GithubHelp home page GithubHelp logo

iot_cve_dataset's Introduction

unsw_0

IoT CVE Dataset

Authors
Carlos A. Rivera A.(1), Arash Shaghaghi1(1), Gustavo Batista(1), David D. Nguyen(1), and Salil S. Kanhere(1)

  1. The University of New South Wales (UNSW) Sydney Australia.

Abstract
In our IoT-based research projects, we have developed and implemented three different machine-learning architectures with the sole purpose of helping the ITC administrator of any enterprise to manage (install, grand or deny access, and remove) IoT devices. Our approach utilises the cybersecurity characteristics of the devices as a pinpoint to carry-out different analyses and predictions. The output of this project is two-fold. First, the resolution of whether grant or deny access to the requested device and Second, a set of recommended remediation actions that the ITC administrators must follow if they want to implement the analysed IoT device. When fully enforced, these remediation actions will give the organisation's stockholders the certainty that all the installed IoT devices have been subject to rigorous security analyses.

Keywords
IoT CyberSecurity Prediction | National Vulnerability Database (NVD) | Common Vulnerabilities Enumeration (CVE) | Common Weaknesses Enumeration (CWE) | IoT security | Machine learning

The Datasets
We aim to analyse text and, through ML models, predict the weakness(es) for any IoT device. We define hence the necesity of a dataset with mostly text as its content, and divided into two parts. The first, a text sequence (the input) and the classes to predict (the output). The output would contain a finite list of weaknesses(CWEs). Searching for possible sources, we used the dataset from Rivera et al. and added technical information (from Zoomeye) to form our dataset-0 (Table-1). Analysing this dataset, we found two problems; First, the information is organised in features rather than just text; Secondly, the classes predicted are risk labels(Low, Medium, High, Critical).
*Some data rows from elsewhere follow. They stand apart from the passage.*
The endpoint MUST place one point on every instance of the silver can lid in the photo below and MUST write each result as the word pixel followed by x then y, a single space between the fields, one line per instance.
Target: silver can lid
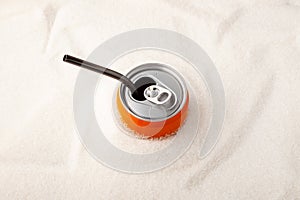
pixel 164 92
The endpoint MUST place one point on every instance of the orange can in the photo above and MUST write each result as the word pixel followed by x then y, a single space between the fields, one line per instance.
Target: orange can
pixel 161 107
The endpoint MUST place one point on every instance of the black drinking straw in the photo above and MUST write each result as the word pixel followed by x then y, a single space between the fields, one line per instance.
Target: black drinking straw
pixel 102 70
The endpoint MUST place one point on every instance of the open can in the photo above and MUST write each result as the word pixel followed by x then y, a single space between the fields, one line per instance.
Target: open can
pixel 161 107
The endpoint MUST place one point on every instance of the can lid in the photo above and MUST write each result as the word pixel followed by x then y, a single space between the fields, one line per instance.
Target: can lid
pixel 164 92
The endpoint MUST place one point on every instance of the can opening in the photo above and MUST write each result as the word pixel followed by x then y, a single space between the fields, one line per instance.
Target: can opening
pixel 141 85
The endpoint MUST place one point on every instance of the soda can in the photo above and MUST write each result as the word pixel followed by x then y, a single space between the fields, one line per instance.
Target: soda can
pixel 161 106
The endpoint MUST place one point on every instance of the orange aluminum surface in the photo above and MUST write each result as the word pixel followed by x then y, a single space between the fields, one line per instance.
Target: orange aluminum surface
pixel 150 129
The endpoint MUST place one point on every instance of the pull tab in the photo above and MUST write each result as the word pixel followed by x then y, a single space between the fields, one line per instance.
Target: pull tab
pixel 158 95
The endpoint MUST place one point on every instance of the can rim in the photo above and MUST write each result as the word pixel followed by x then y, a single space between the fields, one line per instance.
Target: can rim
pixel 179 78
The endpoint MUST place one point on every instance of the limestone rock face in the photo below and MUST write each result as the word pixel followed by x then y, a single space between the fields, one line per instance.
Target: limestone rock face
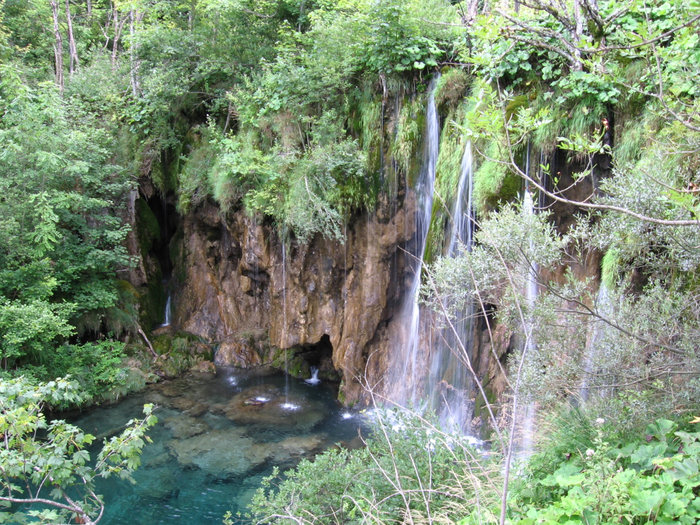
pixel 236 281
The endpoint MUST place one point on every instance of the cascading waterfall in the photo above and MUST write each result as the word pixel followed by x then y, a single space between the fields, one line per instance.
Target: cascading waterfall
pixel 450 383
pixel 527 417
pixel 168 309
pixel 596 342
pixel 406 373
pixel 283 338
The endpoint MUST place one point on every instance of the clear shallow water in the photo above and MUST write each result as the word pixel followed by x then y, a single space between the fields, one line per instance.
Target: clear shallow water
pixel 215 440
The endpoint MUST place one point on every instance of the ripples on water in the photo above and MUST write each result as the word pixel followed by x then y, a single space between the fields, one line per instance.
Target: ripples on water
pixel 216 438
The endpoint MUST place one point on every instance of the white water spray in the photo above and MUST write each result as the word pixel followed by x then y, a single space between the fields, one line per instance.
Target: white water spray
pixel 405 373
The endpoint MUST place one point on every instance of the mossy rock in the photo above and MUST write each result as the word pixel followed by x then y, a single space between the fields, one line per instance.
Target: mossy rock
pixel 147 226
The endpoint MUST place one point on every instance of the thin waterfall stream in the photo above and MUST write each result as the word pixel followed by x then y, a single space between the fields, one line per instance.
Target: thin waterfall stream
pixel 450 382
pixel 527 418
pixel 406 373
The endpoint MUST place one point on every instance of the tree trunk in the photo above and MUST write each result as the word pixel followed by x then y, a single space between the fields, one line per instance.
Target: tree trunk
pixel 118 27
pixel 57 46
pixel 71 41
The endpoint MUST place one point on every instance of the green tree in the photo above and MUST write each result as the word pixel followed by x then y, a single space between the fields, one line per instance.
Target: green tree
pixel 46 472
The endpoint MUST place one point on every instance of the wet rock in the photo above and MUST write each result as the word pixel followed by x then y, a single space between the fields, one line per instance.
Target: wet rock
pixel 184 427
pixel 204 367
pixel 238 353
pixel 297 446
pixel 220 453
pixel 271 408
pixel 235 283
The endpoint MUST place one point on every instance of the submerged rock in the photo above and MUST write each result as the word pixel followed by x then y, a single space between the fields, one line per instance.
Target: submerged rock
pixel 294 447
pixel 185 427
pixel 220 453
pixel 267 405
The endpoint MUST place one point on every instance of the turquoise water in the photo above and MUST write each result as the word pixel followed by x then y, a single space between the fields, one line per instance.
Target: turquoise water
pixel 216 438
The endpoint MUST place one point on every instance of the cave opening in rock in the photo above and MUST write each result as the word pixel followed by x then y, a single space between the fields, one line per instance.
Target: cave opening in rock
pixel 166 214
pixel 320 355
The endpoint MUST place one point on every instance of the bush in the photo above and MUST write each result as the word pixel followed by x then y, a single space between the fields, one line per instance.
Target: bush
pixel 653 479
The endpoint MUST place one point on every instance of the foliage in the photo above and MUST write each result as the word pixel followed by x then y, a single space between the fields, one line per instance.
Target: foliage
pixel 51 478
pixel 408 469
pixel 63 240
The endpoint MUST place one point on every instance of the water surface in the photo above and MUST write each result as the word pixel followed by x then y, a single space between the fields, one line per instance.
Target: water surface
pixel 216 438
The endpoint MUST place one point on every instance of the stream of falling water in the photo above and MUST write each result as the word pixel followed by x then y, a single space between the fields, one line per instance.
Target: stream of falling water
pixel 529 413
pixel 450 381
pixel 405 373
pixel 283 338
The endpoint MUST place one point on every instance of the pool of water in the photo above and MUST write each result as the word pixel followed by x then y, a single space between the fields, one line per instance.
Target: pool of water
pixel 216 438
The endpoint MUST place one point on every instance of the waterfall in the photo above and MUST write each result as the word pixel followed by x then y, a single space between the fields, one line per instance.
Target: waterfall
pixel 313 380
pixel 405 371
pixel 283 338
pixel 527 418
pixel 450 383
pixel 168 309
pixel 596 341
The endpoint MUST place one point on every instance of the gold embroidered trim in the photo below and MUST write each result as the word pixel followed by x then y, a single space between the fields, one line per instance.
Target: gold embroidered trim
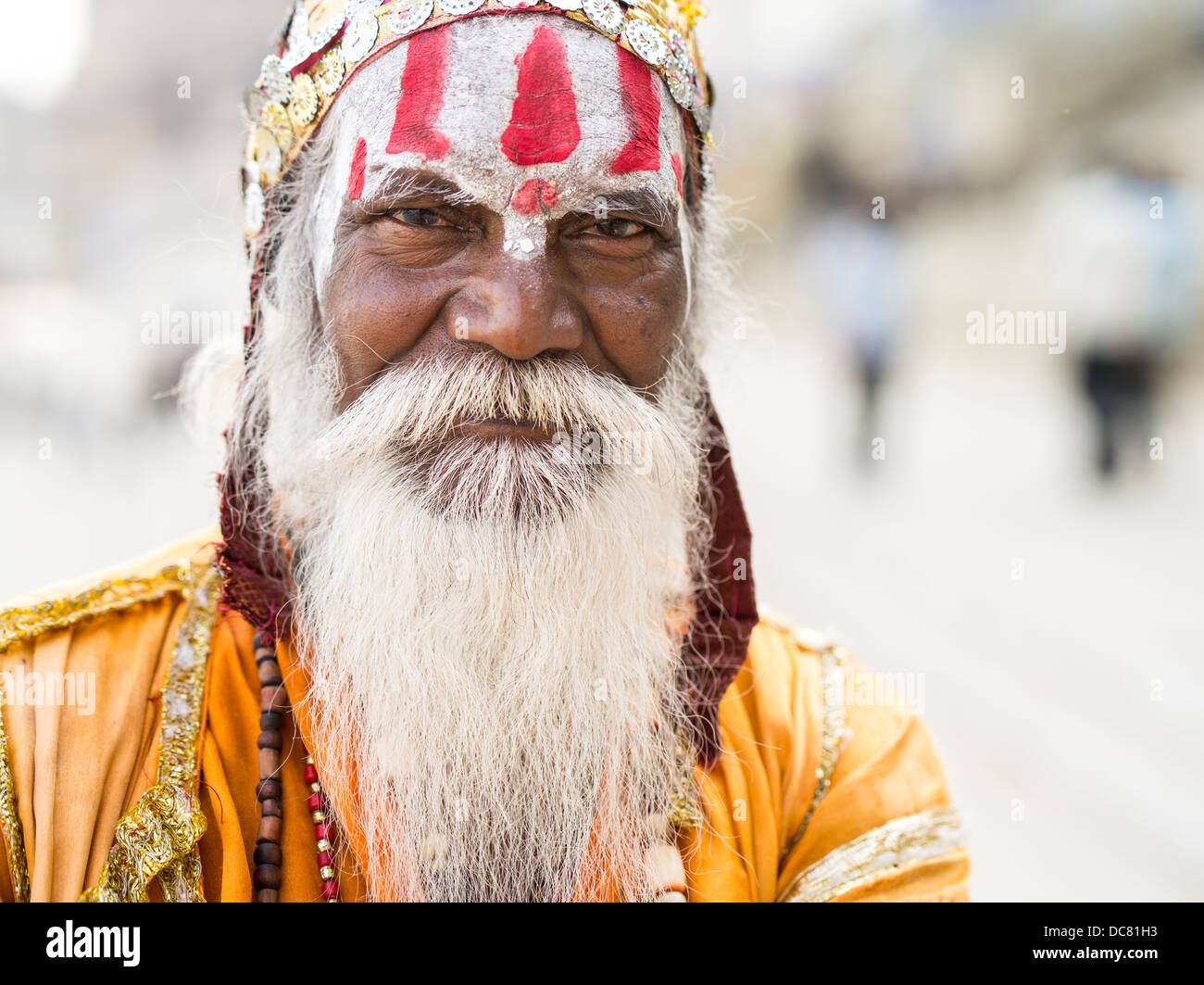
pixel 683 809
pixel 896 845
pixel 832 686
pixel 25 623
pixel 10 823
pixel 160 833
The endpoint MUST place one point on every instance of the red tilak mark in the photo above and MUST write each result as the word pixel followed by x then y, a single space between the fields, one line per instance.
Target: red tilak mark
pixel 421 97
pixel 356 180
pixel 543 124
pixel 531 196
pixel 643 108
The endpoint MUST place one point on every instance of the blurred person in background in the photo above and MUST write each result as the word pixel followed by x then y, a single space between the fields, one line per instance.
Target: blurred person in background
pixel 851 266
pixel 480 622
pixel 1124 264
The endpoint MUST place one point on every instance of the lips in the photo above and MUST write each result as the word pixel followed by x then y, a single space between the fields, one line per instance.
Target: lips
pixel 504 427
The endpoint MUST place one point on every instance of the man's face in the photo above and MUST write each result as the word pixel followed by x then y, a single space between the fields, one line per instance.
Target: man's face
pixel 510 182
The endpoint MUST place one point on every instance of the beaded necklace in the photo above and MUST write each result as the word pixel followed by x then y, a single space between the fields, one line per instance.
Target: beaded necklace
pixel 662 856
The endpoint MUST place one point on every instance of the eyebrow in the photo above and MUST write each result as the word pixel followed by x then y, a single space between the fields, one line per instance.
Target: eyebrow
pixel 406 184
pixel 645 202
pixel 400 187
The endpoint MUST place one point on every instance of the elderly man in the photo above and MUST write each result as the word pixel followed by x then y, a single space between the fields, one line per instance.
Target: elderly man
pixel 480 623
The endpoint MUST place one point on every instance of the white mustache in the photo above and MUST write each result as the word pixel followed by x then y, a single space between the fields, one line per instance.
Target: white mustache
pixel 420 405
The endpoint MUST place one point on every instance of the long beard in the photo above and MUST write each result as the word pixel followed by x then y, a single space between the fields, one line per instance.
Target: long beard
pixel 493 627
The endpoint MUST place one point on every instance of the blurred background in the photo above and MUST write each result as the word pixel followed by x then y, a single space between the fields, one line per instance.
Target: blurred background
pixel 1016 525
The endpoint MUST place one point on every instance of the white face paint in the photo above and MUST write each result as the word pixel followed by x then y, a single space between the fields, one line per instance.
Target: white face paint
pixel 514 82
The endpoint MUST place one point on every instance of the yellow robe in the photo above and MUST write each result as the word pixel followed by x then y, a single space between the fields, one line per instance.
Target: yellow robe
pixel 128 761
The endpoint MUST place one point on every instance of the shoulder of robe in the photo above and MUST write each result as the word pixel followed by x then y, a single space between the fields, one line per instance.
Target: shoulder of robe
pixel 115 593
pixel 867 809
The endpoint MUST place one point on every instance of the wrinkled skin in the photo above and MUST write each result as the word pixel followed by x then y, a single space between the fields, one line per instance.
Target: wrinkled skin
pixel 598 270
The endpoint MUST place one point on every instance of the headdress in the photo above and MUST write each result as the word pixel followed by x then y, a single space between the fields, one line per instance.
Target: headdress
pixel 325 43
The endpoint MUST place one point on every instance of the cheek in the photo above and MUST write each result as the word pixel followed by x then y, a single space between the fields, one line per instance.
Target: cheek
pixel 636 322
pixel 378 312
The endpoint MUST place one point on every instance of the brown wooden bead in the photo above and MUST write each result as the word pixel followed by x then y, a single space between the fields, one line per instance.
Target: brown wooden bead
pixel 270 828
pixel 269 789
pixel 269 761
pixel 273 700
pixel 270 674
pixel 268 877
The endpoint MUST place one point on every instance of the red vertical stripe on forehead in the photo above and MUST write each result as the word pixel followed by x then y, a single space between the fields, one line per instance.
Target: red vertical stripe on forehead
pixel 642 105
pixel 543 123
pixel 359 161
pixel 421 97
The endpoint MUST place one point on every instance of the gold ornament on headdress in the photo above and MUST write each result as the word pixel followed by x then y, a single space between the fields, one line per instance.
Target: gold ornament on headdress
pixel 326 41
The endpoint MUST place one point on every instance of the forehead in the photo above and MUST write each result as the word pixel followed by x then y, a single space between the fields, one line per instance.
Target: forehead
pixel 525 113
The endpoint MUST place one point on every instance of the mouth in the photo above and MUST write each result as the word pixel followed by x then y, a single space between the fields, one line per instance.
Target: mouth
pixel 504 427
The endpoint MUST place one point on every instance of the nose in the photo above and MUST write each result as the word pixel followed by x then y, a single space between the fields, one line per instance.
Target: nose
pixel 518 309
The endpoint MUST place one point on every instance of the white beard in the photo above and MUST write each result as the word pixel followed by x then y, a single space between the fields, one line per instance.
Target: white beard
pixel 486 625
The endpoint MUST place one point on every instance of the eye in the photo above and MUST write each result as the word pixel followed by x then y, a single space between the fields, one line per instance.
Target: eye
pixel 617 229
pixel 420 217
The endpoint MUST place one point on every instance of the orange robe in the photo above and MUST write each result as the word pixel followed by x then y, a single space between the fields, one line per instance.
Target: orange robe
pixel 128 761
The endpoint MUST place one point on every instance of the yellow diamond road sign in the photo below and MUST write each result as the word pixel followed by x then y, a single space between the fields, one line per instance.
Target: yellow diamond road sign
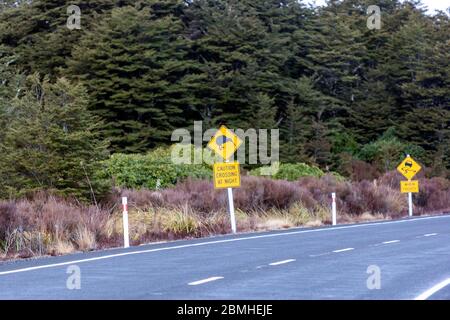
pixel 226 175
pixel 225 143
pixel 409 186
pixel 409 168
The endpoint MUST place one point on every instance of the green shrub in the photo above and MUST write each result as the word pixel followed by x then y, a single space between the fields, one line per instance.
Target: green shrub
pixel 292 171
pixel 152 170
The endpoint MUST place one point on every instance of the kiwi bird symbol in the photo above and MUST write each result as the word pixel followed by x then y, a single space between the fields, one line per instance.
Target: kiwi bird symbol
pixel 222 140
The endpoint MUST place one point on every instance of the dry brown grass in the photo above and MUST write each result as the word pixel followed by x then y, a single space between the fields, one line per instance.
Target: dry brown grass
pixel 48 225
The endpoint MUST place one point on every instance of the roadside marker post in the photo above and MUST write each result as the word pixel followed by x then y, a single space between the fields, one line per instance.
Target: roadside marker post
pixel 231 209
pixel 226 174
pixel 126 237
pixel 409 168
pixel 333 209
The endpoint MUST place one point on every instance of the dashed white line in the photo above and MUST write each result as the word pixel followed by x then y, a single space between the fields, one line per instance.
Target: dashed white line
pixel 207 243
pixel 196 283
pixel 433 290
pixel 281 262
pixel 392 241
pixel 343 250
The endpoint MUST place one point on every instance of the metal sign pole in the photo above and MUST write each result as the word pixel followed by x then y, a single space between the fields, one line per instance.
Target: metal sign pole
pixel 231 207
pixel 410 204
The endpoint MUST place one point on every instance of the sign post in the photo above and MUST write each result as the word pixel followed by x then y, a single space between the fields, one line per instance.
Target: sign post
pixel 126 237
pixel 226 174
pixel 409 168
pixel 333 209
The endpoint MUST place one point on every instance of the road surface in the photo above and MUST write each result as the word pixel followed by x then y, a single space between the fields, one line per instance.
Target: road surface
pixel 404 259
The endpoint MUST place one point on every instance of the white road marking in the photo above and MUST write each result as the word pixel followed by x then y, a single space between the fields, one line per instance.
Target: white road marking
pixel 196 283
pixel 392 241
pixel 343 250
pixel 433 290
pixel 281 262
pixel 319 255
pixel 272 235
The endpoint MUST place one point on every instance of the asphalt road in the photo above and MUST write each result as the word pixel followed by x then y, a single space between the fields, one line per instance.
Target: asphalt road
pixel 404 259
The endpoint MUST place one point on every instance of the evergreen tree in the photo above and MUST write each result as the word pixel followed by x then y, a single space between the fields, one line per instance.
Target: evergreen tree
pixel 133 64
pixel 51 142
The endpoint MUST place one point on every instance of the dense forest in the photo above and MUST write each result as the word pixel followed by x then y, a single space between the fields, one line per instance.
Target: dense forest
pixel 345 97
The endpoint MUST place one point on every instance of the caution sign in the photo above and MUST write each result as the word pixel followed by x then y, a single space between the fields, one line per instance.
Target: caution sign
pixel 409 168
pixel 227 175
pixel 409 186
pixel 225 143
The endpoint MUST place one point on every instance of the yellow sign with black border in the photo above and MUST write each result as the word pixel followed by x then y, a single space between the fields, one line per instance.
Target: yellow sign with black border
pixel 409 168
pixel 409 186
pixel 225 143
pixel 227 175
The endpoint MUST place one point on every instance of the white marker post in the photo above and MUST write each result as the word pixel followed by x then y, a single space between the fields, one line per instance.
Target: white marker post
pixel 333 208
pixel 231 207
pixel 410 204
pixel 126 238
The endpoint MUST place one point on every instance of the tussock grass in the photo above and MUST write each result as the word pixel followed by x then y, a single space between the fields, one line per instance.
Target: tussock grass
pixel 50 225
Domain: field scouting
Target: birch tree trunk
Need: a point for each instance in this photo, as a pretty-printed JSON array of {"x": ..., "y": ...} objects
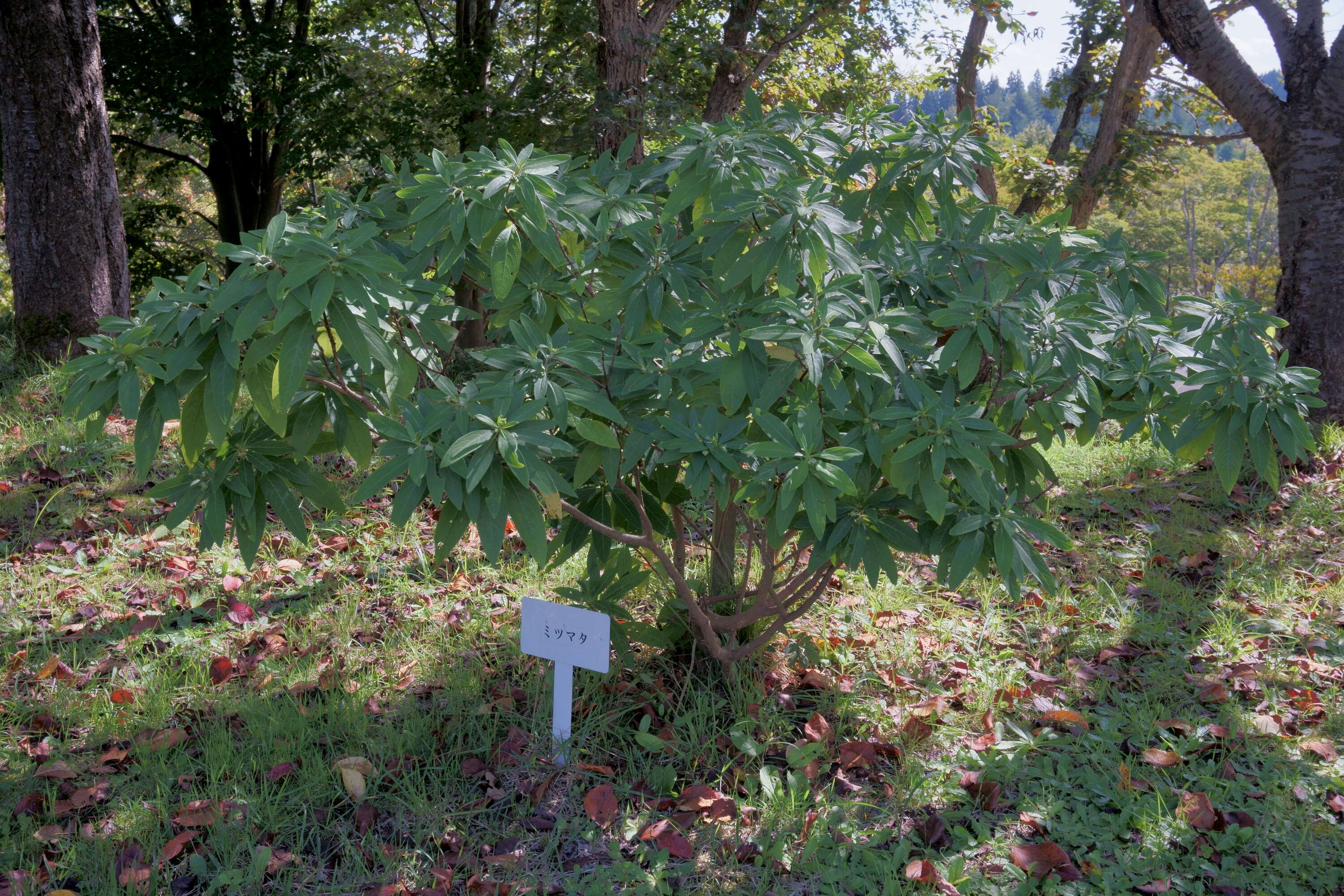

We solved these problems by conducting the following activities:

  • Utilise the features that provide mainly textual information (the numeric-bsaed features do not provide information when used as part of a larger text) and putting them together.
  • Since the records are matched to the vulnerability codes that the NVD generates, we used a program to query the CVE code and obtained the text of each record's weakness(es).
  • To complement the information of each device, we extracted five technical features through the ZoomEye search engine and pasted added to the corresponding text of each record of the dataset.
  • We searched the NVD for only the CVEs in the IoT devices DB, obtained the corresponding vulnerability description, and used it as a new record. We extracted the weakness(es) of the CVE and added it to the DS.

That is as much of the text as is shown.